Designing & Exporting – Inkscape


This is a quick run down of how to design and use Inkscape ( Free Vector Design Software) for vector and text creation.

Inkscape can be found for download offsite here –

Designing your vectors in Inkscape is a fantastic alternative to any proprietary software that locks your designs inside, with no option to export it out. From Inkscape, you can export out you designs to any cutting software via SVG, you can also import any vectors as well.

Fonts can also be used as you would normally, with no restrictions.

We are going to run through the basics of how to setup inkscape to create a file suitable for sending to us to create a custom blank.

Document Setup

First what we want to do, is open up Inkscape, you will be presented with a white box, this represents your work area.

Default Screen on load

We want to resize this work area to match that of our sheet sizes that we have available, in order to know our boundaries based on your part size.

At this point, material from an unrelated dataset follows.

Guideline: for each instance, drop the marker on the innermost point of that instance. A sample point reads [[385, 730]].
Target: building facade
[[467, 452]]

Our sheet sizing is as follows –

  • 605x403mm
  • 900x610mm
  • 1220x1220mm
  • 1220x2440mm

To change our workspace to match, we want to go to File > Document Properties

We want to set out display units to mm (Millimeters)

Then, where it says custom size, we want to set it to one of our sheet sizes, we will pick 605x403mm as an example. One updated it should look like this :

605×403 Sheet Size

We can now close that window. You should have a nicely sized workspace now!

Lets create a simple blank!

On the left we have our simple shape tools and down the bottom our stroke and fill settings. Stroke and fill will be important to remember. Basically we want to draw just outlines, so we will disable our fill on all shapes that we create.

Colours can be changed by dragging from the long row of colours into where it says Stroke:N/A

Use the square tool to create a simple square in the middle of the work area. Use the dialogs at the top of the page to set the width and height of our square to 100x100mm. If you would like it to have rounded corners, set the Rx and Ry. The Rx and Ry values need to match, so if we wanted 10mm Radius corners, we would set them to Rx:10 and Ry:10. We will keep them at 0 for now.

You will notice our dimensions are set at the top of the page to 100x100mm. Our stroke down the bottom is set to black and 0.265 line width, with no fill.

If you have fill enabled, simply click on the colour box next to Fill and a menu should open, click the “X” to turn fill off.

Next, lets add a simply hole to our blank. Using the circle tool beneath the square tool, click and drag a circle out on the workspace.

If hole placement is critical, use the coordinates to place it relative to the square. Set the size of the circle using the Rx and Ry settings, these are the radius of the circle Horizontal (Rx) and Vertically (Ry). We will create a 10mm Diameter Circle, so we want to set these both to 5mm. The radius of a circle is half its diameter.

Circle: Center-Radius Equation
Curtesy of

Objects to Path

Before we export these shapes, we want to convert them from objects to path. Select all the shapes on the page and then go to Path > Object to Path to convert them. This will convert them from Inkscape objects to things our systems can read.

So for this simple intro lesson, we are pretty well done with our simple oversized keyring blank! 😂

Next we will export it and move on to importing it into our automatic quoting system for us to cut it.

We want to select “Save as copy” from the file menu and save as SVG to where ever you would like so that you can find it later.

Save as Copy (SVG)

Now we are going to load up the quoting system.

Either drag or click to upload a file, select the file you just saved.

Select your required material colour and thickness

Enter the quantity, remember the more you order the cheaper it gets!

As you can see, the dimensions of the parts match that of what we set it to in Inkscape! Win!

You can now select the quantity you would like to have in this order and then calculate the price, you shouldn’t need to play with cutting colors yet. If you would like to skip ahead of our tutorials, have a play with adding extra layers into the mix, we typically use blue for engraving and red for scoring (quick movements that don’t cut all the way through.)

Don’t forget to convert objects to path, even for text, just like most other software, don’t forget to weld (Combine) the letters.

This concludes the tutorial for simple cutting of shapes. You can now add items to your cart and pay online and have it shipped to your door!